例えば、安心して住めると思っていた家に、傾きや、故障がないとされていた設備が故障していた場合、契約不適合責任として、補償や代替え物の引き渡し、損害賠償を請求できます。
この契約不適合責任に基づいて、物件が契約内容に適合していない、尚且つ不適合が軽微でない場合は、買主は契約の解除ができます。
契約不適合責任の具体例は、土地の瑕疵(かし)や設備の故障、シロアリの害、雨漏り、構造上の欠陥などがあります。
また、この契約不適合責任には期限があります。売主が責任を持つ期間は個人が売主の場合は3ヶ月、法人の場合は1年(不動産会社の場合は2年)になります。
特例による解除
特約の内容に応じて解除が可能です。
例えば、住宅ローンの特約では買主に不備がなく、住宅ローンが通らなかった場合、買主は無条件で契約を解除することができます。
違約による解除
違約による解除とは、売買契約を締結したにもかかわらず、相手方が登記や売買代金の支払いに応じない場合、一定期間の催告と書面の通知で契約の解除が可能です。
また、相手方が債務を履行しなかった場合に限り、違約金の請求ができます。違約金の相場は、売買価格の1~2割が相場です。売主が宅建業者の場合は、宅地建物取引業法によって、違約金の上限は2割になります。
例えば、4,000万円の中古マンションを契約した場合、400万~800万円の違約金が発生します。
クーリングオフによる解除
不動産会社以外の場所、例えば、モデルルームや展示場、自宅、飲食店などで不動産売買契約を結んだ場合は、クーリングオフが可能です。
クーリングオフとは、契約後でも一定の要件を満たしていれば、書面で契約解除の申し込みを行える制度です。
不動産の売買契約において、クーリングオフできる要件は以下の通りです。
- 売主が宅建業者である
- 買主が宅建業者でない
- 契約場所が宅建業者の事務所や自ら申し出た場所以外である
- 物件代金の支払いが済んでいない
- 物件の引き渡しが行われていない
また、不動産売買契約におけるクーリングオフの申し込み期限は、クーリングオフについて通知されてから8日以内です。
危険負担による解除
天災による物件の滅失等により、契約の目的が達せられない場合は、買主は無条件で契約を解除できます。
例えば、売買契約を交わした後、引き渡しまでに、売主・買主双方に原因が無いことが原因(地震や隣家の火災からの延焼など)で建物が消失・損傷してしまった場合、買主は売主に代金の支払いを払わずに契約を解除できるということです。
合意による解除
合意解除とは、売主と買主双方の合意に基づき、契約の解除が可能です。
よって、解除を求める意思が、売主と買主のどちらか一方によるものである場合は、合意解除にあたりません。
売主と買主双方の合意のもとで契約を解除する場合は、解除の条件を自由に決められます。

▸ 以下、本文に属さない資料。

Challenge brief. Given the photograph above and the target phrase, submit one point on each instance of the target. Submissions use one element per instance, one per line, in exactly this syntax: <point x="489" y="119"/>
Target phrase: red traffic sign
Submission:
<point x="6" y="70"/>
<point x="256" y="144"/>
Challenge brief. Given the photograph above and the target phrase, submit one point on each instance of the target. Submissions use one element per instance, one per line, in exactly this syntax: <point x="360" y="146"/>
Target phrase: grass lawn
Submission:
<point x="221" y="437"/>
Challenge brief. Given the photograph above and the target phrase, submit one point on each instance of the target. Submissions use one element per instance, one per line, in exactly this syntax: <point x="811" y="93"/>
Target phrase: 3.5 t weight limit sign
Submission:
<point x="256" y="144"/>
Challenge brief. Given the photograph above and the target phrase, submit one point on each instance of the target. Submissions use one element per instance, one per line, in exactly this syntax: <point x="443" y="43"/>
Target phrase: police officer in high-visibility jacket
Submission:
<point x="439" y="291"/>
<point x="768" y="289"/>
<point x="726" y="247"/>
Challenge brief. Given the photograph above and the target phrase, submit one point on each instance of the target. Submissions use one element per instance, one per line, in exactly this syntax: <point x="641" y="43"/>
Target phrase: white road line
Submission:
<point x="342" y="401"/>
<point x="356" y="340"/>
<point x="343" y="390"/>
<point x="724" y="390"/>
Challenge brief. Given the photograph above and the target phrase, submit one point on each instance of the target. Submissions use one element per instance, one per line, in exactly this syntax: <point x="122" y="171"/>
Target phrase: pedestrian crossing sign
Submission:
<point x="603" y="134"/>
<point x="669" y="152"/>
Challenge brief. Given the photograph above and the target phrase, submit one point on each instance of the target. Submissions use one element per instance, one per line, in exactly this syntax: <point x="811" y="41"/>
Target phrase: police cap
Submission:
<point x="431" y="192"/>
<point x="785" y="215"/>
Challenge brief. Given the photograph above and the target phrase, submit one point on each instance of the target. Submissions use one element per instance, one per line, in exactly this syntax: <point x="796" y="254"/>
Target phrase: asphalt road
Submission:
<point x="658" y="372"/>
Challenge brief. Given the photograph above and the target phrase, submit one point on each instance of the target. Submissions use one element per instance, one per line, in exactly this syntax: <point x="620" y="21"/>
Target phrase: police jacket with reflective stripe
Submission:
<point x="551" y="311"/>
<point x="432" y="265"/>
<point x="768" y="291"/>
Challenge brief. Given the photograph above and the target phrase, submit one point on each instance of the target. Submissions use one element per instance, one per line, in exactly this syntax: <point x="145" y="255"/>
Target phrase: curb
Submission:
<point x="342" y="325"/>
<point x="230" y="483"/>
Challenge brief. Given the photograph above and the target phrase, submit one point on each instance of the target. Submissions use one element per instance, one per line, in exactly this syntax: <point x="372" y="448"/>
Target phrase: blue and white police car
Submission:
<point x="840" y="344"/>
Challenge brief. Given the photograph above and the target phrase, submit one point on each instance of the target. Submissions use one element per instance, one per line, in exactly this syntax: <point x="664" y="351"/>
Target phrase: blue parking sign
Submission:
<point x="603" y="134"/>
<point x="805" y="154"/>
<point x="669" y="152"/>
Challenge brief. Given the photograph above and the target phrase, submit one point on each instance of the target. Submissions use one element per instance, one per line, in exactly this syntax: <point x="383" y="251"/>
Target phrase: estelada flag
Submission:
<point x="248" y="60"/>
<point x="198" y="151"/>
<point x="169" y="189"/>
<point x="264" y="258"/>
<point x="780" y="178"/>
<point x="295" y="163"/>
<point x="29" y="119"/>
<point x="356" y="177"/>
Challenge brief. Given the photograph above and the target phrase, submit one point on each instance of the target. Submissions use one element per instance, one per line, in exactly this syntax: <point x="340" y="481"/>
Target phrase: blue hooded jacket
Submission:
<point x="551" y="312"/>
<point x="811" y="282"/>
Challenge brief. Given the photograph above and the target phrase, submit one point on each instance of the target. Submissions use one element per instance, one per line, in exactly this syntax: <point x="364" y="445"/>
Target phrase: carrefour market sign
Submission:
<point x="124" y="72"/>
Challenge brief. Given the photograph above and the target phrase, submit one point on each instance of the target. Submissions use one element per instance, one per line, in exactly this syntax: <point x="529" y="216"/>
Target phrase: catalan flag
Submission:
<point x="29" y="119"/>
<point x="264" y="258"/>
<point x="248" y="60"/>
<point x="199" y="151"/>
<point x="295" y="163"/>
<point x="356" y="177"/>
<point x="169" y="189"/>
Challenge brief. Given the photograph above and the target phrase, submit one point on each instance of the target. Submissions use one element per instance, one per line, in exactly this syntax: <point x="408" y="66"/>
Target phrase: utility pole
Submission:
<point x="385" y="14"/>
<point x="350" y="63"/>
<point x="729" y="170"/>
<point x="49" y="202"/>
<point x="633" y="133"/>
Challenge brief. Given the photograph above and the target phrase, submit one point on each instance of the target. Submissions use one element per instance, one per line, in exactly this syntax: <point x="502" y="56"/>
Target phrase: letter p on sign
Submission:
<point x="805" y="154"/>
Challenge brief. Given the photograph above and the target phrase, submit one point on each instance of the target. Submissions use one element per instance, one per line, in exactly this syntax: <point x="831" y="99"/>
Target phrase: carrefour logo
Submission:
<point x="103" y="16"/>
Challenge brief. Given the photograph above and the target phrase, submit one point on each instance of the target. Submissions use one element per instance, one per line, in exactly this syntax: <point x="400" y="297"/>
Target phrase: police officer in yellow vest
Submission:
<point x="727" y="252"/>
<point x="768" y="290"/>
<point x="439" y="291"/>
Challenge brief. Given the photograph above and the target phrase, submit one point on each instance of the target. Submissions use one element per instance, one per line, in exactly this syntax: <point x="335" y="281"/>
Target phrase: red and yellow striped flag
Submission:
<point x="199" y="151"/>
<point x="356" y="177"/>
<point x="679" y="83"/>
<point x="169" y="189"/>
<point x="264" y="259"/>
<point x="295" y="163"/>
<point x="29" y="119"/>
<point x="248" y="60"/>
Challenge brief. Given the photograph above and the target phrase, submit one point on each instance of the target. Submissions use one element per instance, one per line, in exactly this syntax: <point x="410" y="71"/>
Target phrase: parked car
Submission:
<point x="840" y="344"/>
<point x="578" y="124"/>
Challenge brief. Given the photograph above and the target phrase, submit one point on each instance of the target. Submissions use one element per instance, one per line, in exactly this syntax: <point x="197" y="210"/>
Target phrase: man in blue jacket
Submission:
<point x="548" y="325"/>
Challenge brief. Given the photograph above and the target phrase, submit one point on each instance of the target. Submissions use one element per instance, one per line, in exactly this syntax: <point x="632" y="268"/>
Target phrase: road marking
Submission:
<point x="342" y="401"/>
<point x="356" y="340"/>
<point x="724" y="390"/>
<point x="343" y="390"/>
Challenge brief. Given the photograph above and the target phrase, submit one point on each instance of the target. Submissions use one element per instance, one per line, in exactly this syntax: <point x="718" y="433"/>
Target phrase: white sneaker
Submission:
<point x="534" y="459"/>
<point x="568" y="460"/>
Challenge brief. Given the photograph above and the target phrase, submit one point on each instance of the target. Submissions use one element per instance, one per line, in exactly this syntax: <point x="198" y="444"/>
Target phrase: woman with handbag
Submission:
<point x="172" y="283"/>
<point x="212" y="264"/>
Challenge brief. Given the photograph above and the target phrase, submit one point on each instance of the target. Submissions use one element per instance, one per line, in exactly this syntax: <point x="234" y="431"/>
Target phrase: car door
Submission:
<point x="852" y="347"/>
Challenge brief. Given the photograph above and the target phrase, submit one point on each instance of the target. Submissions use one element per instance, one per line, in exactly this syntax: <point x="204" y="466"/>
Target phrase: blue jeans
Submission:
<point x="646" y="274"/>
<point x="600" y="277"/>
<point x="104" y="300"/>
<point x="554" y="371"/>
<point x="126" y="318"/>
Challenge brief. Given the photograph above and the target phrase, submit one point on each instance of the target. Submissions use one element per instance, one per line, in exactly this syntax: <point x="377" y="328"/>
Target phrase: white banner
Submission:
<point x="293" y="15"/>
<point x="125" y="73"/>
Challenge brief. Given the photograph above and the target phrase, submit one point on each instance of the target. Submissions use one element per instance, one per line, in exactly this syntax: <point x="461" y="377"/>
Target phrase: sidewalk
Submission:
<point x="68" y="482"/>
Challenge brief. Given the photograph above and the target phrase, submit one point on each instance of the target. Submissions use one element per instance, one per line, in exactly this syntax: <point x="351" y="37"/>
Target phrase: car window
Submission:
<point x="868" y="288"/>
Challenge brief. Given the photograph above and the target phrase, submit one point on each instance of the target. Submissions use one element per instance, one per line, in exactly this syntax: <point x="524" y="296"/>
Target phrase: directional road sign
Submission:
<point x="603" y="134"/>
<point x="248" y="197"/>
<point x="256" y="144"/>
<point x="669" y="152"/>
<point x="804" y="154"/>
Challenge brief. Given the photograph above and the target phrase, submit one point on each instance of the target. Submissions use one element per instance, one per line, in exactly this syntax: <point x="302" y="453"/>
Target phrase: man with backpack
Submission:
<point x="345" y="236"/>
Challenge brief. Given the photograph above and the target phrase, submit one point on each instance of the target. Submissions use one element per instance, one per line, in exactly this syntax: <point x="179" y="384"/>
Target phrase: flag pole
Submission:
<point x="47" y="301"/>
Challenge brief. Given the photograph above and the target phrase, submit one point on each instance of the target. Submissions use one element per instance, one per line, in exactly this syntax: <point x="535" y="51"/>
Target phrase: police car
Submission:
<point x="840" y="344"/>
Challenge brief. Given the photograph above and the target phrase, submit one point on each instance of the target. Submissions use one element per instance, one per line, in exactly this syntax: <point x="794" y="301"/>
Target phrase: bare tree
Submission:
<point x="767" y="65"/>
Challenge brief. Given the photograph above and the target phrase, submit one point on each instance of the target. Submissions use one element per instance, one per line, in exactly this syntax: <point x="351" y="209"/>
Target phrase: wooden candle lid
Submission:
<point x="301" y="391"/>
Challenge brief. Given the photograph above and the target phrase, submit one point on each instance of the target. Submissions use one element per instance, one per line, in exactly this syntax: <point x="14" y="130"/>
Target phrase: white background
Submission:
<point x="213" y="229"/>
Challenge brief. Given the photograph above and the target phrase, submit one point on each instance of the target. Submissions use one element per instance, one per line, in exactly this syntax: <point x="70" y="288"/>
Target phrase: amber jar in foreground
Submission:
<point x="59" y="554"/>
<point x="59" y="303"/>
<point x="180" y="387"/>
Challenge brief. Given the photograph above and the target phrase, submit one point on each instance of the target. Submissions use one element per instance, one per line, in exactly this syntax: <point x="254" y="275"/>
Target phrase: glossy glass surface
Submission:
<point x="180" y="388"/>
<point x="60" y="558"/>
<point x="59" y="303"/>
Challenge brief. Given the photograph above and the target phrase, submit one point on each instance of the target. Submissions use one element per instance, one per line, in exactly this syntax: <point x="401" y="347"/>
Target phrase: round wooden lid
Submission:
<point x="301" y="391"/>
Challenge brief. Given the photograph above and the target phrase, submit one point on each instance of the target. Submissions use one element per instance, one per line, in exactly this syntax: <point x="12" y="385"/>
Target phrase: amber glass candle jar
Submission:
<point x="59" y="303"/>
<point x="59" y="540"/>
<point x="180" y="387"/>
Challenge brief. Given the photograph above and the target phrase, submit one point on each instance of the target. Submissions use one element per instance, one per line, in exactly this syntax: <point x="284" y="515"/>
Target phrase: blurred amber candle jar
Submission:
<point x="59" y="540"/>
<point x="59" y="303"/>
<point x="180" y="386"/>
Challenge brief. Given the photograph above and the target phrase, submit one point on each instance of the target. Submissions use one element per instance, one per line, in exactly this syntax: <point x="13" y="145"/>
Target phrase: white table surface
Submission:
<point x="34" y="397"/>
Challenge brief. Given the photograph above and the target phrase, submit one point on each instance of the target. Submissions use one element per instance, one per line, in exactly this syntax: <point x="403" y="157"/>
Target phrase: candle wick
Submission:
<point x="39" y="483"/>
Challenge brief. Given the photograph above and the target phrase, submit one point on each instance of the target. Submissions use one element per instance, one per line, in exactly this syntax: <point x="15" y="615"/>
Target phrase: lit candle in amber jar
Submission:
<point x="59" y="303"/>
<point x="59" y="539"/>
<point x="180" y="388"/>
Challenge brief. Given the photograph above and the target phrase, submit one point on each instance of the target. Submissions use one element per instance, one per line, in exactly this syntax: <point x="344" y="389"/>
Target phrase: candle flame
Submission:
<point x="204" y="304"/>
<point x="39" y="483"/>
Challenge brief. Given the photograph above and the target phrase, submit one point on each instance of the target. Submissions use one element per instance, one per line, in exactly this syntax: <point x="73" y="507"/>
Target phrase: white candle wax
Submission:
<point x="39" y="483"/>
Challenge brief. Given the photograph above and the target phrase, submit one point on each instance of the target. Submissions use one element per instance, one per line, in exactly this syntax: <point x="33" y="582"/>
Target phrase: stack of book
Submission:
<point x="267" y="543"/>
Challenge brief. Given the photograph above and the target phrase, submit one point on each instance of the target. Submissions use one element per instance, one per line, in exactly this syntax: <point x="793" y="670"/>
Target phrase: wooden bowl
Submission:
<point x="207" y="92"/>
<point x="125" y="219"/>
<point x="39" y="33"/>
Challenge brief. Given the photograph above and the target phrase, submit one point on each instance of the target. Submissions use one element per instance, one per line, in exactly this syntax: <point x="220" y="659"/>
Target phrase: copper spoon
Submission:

違約金についても売主と買主双方の合意によるものであれば自由です。
不動産売買契約で必要な書類一覧
不動産売買契約で必要な書類等は以下の通りです。
必要書類 | 内容 |
登記済証(権利書) | 登記が完了した際に登記所から登記名義人に交付される書類 |
実印 | |
印鑑証明書 | |
住民票 | |
銀行口座 | |
本人確認書類 | |
耐震診断報告書等 | 建物が耐震基準を満たしていることを証明する書類 |
設備表 | 売却する物件の設備に関する内容を記載したもの |
管理規約(ある場合) | マンションなど、集合住宅における規約書 |
建築確認通知書(ある場合) | 対象住宅の建築確認が済んでいることを証明する書類のこと |
建築協定書(ある場合) | 建築協定書とは、住民が合意した街並みを守る協定に関する記述が示された書類 |
固定資産税納付書 | 一般的に毎年4〜5月に交付される |
印紙代 | 契約書など、課税文書を作成する際に課せられる税金 |
不動産会社への仲介手数料 | 「(売買価格×3%+6万円)×1.1」で算出 |
売買契約時は以上のように必要なものがたくさんあります。見落としがないようにしっかりと確認しておきましょう。
不動産売買契約を結ぶ際の注意点
不動産売買契約締結後の契約解除は、可能ではありますが、解除するには細かい条件があり、違約金も発生するため、そう簡単に解除ができません。
そのため、契約締結前に、売買契約書の内容が「希望条件」に沿っているか、また「不明確な条件はないか」不動産業者と慎重に確認しておく必要があります。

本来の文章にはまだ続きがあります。